Dr. Rashid Sumaila finalist for Ocean Awards 2020

Ocean Awards 2020 banner

Now in it’s fifth year, the Ocean Awards continue to recognise and reward those that share our commitment to fixing the largest solvable problem on the planet – the crisis in our oceans.

Without the complex marine biodiversity provided by our oceans, you wouldn’t be here – and neither would your yacht. 71 per cent of the earth’s surface is covered by the ocean, which produces more than half the oxygen we breathe, absorbs half the carbon dioxide we produce, regulates climate, supplies ecosystems and employs about 140 million people, including those in fishing, aquaculture, tourism and, yes, the yachting industry.

The sea provides humankind with incalculable pleasure, whether swimming in it, looking at it or being on it. Yet the oceans are now under serious threat from irresponsible human activity, such as overfishing, coastal pollution and climate change. Luckily this crisis presents the largest solvable environmental problem on the planet and with decisive action studies show that it is reversible within 20 years.

There is no time to lose. Our aim is that the Ocean Awards will gather those who are passionate about improving the future of the oceans. Held in partnership with Blue Marine Foundation, one of the UK’s leading ocean conservation charities, the finalists will be announced in March 2020 and the winners will be announced in the June 2020 issue of BOAT International.

Dr Rashid Sumaila is a finalist for the Science Award for his participation in the paper “Benefits of the Paris Agreement to ocean life, economies, and people & Updated estimates and analysis of global fisheries subsidies” (via OceanCanada, Science Advances)

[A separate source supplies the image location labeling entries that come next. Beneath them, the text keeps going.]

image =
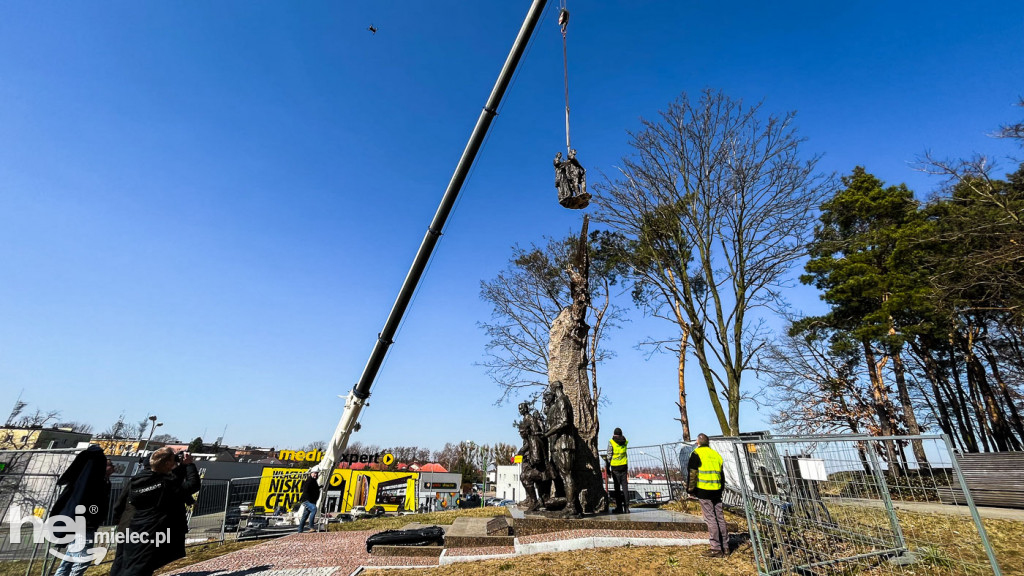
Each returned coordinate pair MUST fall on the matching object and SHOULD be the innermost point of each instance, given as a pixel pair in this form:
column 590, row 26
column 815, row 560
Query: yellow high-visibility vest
column 619, row 453
column 710, row 472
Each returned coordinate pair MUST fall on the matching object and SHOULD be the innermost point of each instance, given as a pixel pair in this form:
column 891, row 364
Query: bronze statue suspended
column 570, row 180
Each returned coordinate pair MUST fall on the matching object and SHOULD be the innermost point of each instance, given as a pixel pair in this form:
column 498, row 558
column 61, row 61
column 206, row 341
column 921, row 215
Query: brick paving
column 318, row 553
column 339, row 553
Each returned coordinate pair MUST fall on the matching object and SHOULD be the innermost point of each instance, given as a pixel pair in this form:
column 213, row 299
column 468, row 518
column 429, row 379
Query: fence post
column 752, row 524
column 223, row 521
column 880, row 477
column 974, row 510
column 668, row 476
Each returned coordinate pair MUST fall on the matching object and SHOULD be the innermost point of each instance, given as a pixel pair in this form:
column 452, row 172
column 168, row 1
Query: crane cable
column 563, row 22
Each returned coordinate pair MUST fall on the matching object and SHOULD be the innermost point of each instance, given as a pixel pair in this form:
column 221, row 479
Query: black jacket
column 159, row 501
column 85, row 484
column 310, row 491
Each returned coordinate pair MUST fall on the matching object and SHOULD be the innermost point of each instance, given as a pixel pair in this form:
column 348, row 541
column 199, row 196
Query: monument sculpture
column 561, row 444
column 535, row 477
column 569, row 478
column 570, row 179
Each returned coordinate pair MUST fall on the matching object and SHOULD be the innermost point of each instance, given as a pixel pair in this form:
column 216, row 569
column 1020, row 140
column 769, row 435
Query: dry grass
column 662, row 561
column 396, row 522
column 194, row 554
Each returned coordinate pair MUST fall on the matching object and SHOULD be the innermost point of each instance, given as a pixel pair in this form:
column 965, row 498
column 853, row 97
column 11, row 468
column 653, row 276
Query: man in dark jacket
column 156, row 535
column 309, row 497
column 87, row 484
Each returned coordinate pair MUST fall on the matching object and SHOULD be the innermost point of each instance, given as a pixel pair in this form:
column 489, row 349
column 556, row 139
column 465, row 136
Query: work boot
column 713, row 553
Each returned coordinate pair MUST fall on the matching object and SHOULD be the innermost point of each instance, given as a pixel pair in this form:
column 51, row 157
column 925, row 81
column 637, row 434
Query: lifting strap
column 563, row 22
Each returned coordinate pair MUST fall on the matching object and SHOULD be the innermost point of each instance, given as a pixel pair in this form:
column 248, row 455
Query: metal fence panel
column 839, row 504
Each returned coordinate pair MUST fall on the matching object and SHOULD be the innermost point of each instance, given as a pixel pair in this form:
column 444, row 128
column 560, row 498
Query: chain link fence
column 655, row 477
column 856, row 504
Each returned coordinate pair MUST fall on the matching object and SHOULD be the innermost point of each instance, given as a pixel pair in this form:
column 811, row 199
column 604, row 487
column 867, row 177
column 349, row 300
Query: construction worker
column 617, row 466
column 706, row 483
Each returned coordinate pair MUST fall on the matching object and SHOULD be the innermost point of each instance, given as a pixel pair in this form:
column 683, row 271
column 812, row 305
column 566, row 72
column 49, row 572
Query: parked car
column 361, row 511
column 470, row 501
column 231, row 519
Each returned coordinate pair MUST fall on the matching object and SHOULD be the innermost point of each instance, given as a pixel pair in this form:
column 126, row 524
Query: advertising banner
column 280, row 489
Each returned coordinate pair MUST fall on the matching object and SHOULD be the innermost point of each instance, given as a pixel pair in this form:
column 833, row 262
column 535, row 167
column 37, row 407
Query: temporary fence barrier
column 851, row 503
column 654, row 476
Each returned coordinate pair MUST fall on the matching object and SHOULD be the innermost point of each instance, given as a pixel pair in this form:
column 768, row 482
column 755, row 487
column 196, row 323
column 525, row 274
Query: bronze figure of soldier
column 535, row 477
column 561, row 443
column 570, row 179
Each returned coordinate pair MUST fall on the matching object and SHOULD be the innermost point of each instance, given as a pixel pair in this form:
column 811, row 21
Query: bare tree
column 15, row 411
column 39, row 418
column 118, row 429
column 75, row 425
column 526, row 298
column 720, row 184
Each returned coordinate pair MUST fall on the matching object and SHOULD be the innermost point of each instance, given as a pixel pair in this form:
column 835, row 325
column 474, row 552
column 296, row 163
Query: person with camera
column 159, row 496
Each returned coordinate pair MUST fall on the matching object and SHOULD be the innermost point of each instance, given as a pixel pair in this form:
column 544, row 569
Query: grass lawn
column 944, row 534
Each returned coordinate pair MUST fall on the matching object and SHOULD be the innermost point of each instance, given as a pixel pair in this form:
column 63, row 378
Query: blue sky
column 207, row 209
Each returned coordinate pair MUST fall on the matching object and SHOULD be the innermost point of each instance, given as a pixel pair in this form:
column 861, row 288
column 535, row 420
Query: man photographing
column 309, row 497
column 159, row 497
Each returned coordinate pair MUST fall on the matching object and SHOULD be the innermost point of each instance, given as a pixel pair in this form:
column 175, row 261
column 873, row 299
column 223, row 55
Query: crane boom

The Paris Agreement aims to mitigate potential impacts of climate change on ecological and social systems. However, climate sceptics have questioned how implementing the Agreement would benefit people. To provide a comprehensive response to such critics, Sumaila and his co-authors developed an ensemble of climate-marine ecosystem and economic models and explored the effects of implementing the Agreement on fish, fishers and seafood consumers worldwide. The authors found that implementing the Agreement could protect millions of tonnes in annual worldwide catch of top revenue generating fish species, as well as billions of dollars of fishers’ revenues, seafood workers’ income and household seafood expenditure. Overall, seventy-five per cent of maritime countries would benefit from this protection and about 90 per cent of this protected catch would occur within territorial waters of developing countries. Therefore, the paper suggests that implementing the Agreement could prove to be crucial for the future of ocean ecosystems and economies, making a very powerful contribution to the debate..

Via advances.sciencemag.org

The period from 2019 to 2020 will determine whether the World Trade Organisation (WTO), tasked with eliminating capacity-enhancing fisheries subsidies, will be able to deliver to the world an agreement that disciplines these subsidies that lead to overfishing. To support the ongoing WTO negotiations, Sumaila led a group of co-authors to provide the latest analysis of the current level of subsidisation provided to the fisheries sector worldwide by governments.

Global fisheries subsidies were estimated at USD 35 billion in 2018, of which the lion’s share of USD 22 billion was capacity-enhancing. The top five subsidising political entities (China, European Union, USA, Republic of Korea and Japan) contributed over 50 per cent of the total estimated subsidies. Furthermore, the bulk of harmful capacity-enhancing subsidies, particularly those for fossil fuels have increased as a proportion of total subsidies. This paper has become the key resource for countries and civil society organisations working relentlessly to ensure that the WTO reaches an agreement to discipline harmful subsidies. This highly comprehensive analysis has made a significant contribution to the science and policy aspects of fisheries subsidies.